A leggere l’intervista di stamattina a La Stampa di Matteo Renzi si rimane abbastanza esterrefatti. Come scrive bene Marco Sarracino sul suo blog, non si capisce se esiste una colpa e chi sono i responsabili di un’affermazione del PD non proprio convincente.  Sia chiaro, come si dice spesso, la vittoria ha molti padri mentre la sconfitta è orfana. Tuttavia, dalle parole del premier/segretario non c’è un cenno di autocritica rispetto al lavoro fatto dai suoi audaci riferimenti, né una qualche parola riguardo l’azione politica di questi mesi. Anzi, il segretario/premier quasi ha voluto dirci che se ha sbagliato qualcosa, è stato il non mettere tutti uomini suoi a “governare” il partito (poi basterebbe ricordagli che in realtà il 70% del partito è fatto proprio da renziani e che i vari Lotti, Serracchiani e Guerini non ci sembrano appartenere a componenti diverse).

Per responsabilità di tutti, abbiamo trascorso forse fin troppo tempo a “ragionare” di primarie sì o no, di forma partito, di cosa funziona meglio o peggio, leaderismo, ecc. Nel frattempo il Pd ha perso consensi e, insieme ad essi, un numero spropositato di iscritti. Certo, le regole non sono irrilevanti, caratterizzano la natura stessa di un partito, ma ciò che è mancato in questi anni, a mio modestissimo parere, è ben altro.

Le primarie vanno regolate, e molti sanno cosa ho sempre pensato, ma va regolato anche il tesseramento (non dimentichiamo che anche i congressi tradizionali hanno dato prove non proprio entusiasmanti, considerati i molti tesserifici); gli iscritti devono essere consultati non solo sui nomi, ma anche sulle cose che intendiamo fare e sulla visione comune che intendiamo rappresentare. Tutte questioni giuste, aspetti della vita democratica che sono sostanziali, ma che non interromperebbero la sfiducia crescente e l’emorragia che giorno per giorno si vive anche nelle realtà più virtuose.

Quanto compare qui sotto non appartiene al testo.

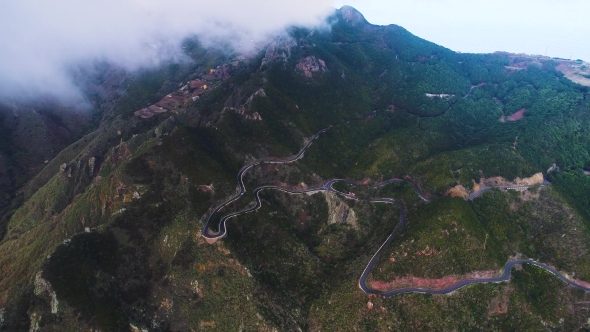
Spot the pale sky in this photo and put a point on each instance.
(559, 28)
(42, 40)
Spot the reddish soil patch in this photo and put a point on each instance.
(582, 283)
(517, 115)
(429, 283)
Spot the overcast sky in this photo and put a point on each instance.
(560, 28)
(40, 39)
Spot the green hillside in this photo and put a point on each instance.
(109, 233)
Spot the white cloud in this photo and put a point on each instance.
(39, 39)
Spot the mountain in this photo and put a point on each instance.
(338, 136)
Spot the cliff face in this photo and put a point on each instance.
(108, 234)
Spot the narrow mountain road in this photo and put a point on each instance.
(362, 283)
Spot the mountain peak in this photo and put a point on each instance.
(352, 15)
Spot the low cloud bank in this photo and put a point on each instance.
(42, 40)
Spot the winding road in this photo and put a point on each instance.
(328, 186)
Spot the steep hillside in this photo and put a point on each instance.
(110, 233)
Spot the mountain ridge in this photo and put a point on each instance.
(120, 212)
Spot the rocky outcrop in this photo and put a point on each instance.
(42, 286)
(352, 16)
(309, 65)
(91, 164)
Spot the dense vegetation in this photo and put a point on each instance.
(294, 263)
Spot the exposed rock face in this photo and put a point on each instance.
(458, 191)
(352, 16)
(310, 65)
(43, 286)
(246, 107)
(91, 163)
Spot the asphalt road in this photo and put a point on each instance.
(222, 232)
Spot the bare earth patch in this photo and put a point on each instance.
(458, 191)
(430, 283)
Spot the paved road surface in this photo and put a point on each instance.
(367, 271)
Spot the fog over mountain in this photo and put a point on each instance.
(42, 40)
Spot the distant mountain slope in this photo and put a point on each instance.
(109, 233)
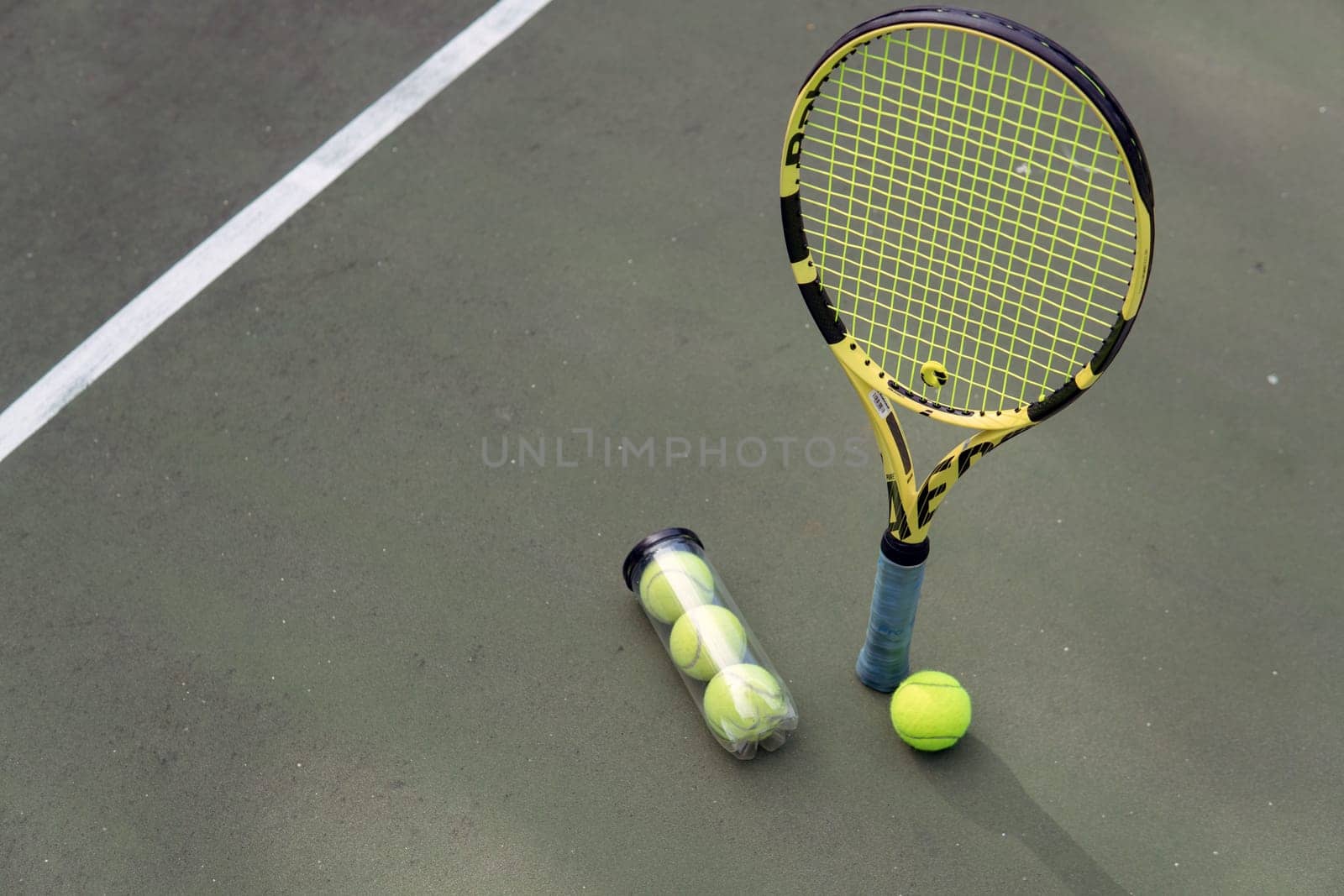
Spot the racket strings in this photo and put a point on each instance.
(965, 204)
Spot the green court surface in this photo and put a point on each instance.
(319, 590)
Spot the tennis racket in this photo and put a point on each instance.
(969, 217)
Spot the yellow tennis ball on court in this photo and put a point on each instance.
(745, 703)
(707, 638)
(931, 711)
(672, 582)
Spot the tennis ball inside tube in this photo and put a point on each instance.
(745, 703)
(707, 638)
(672, 582)
(931, 711)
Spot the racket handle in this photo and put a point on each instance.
(885, 660)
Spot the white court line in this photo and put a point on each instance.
(201, 266)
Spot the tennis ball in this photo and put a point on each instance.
(705, 640)
(933, 374)
(745, 703)
(931, 711)
(672, 582)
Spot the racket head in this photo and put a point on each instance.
(965, 202)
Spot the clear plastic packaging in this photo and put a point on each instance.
(743, 699)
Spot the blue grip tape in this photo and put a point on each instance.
(885, 660)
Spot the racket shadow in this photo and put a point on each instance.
(984, 790)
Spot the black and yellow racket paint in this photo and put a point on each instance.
(969, 217)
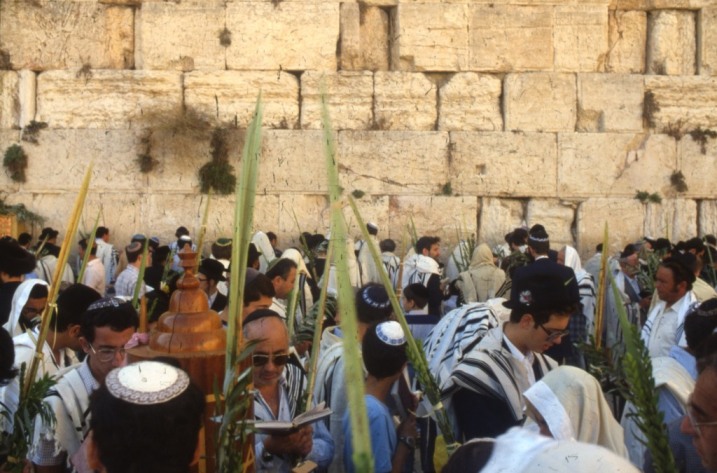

Ciò che ha allontanato di più in questi anni è l’assenza di una chiara riconoscibilità del progetto e della visione del Partito democratico per il Paese: basta leggere i giornali e capire che ogni qualvolta un dirigente si esprime lo fa a titolo personale, basta andare in un qualsiasi circolo e scoprire che tanti militanti sono mossi da tanta energia ma anche stanchi dal non saper rispondere. “Il Pd deve ritornare nelle piazze e nelle strade” pontifica qualcuno, ed io mi dico “Ok. Ma per dire che? Facciamo da megafono al governo? o, piuttosto, cerchiamo di indirizzare l’azione di governo sulla base di un progetto autonomo e forte capace di confrontarsi con le altre forze politiche e avere consenso nel Paese?”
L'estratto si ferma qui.